Cette revendication répond aux accusations des plus hautes autorités pakistanaises, notamment du ministre fédéral de l’Intérieur. Dans les heures qui ont suivi l’attaque, ce dernier a affirmé qu’il s’agissait d’un acte terroriste visant à saboter les efforts de pacification des autorités dans les zones tribales. Le gouverneur de la Northwest Frontier Province, Syed Iftikhar Hussain Shah, a déclaré quant à lui que ces « mécréants pouvaient être des étrangers ou des locaux. Le gouvernement les éliminera avec l’aide des tribaux ».
Le chef de guerre taliban, Abdullah Mehsud, était notamment montré du doigt par les autorités.

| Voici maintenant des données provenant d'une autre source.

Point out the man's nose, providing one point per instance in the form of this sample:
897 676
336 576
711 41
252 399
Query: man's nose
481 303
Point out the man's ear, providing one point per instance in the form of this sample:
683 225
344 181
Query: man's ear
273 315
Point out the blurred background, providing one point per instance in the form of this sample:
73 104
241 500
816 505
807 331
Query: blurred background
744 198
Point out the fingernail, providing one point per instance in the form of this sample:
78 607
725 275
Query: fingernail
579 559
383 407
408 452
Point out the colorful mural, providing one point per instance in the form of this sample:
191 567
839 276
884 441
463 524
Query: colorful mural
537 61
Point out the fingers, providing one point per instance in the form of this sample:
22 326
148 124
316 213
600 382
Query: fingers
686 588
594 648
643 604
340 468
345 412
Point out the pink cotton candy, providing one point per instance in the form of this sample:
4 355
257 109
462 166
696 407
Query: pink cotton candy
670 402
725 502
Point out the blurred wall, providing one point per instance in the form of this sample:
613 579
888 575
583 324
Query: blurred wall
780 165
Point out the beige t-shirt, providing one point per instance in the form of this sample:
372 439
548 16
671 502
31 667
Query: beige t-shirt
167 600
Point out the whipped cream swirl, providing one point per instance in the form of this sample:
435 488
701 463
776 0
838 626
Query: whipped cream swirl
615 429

Opposé à tout accord de paix avec l’armée, il avait violemment rejeté la réconciliation entre son ancien mentor, Baitullah Mehsud, et les autorités d’Islamabad. Il était le suspect idéal. Mais Abdullah Mehsud a rapidement démenti toute implication dans ce meurtre. Dans un appel téléphonique, le 9 février, aux correspondants de la BBC World Service et du « Daily Times » à Peshawar, le chef tribal a affirmé que son groupe armé n’avait rien à voir avec ces meurtres. « Le gouvernement a commis cet assassinat pour m’accuser. (. . .). Ce que je fais, j’en assume la responsabilité immédiatement », a-t-il affirmé. Au passage, le chef de guerre lié à Al-Qaida a menacé de représailles le correspondant de la radio britannique s’il ne publiait pas l’intégralité de l’interview.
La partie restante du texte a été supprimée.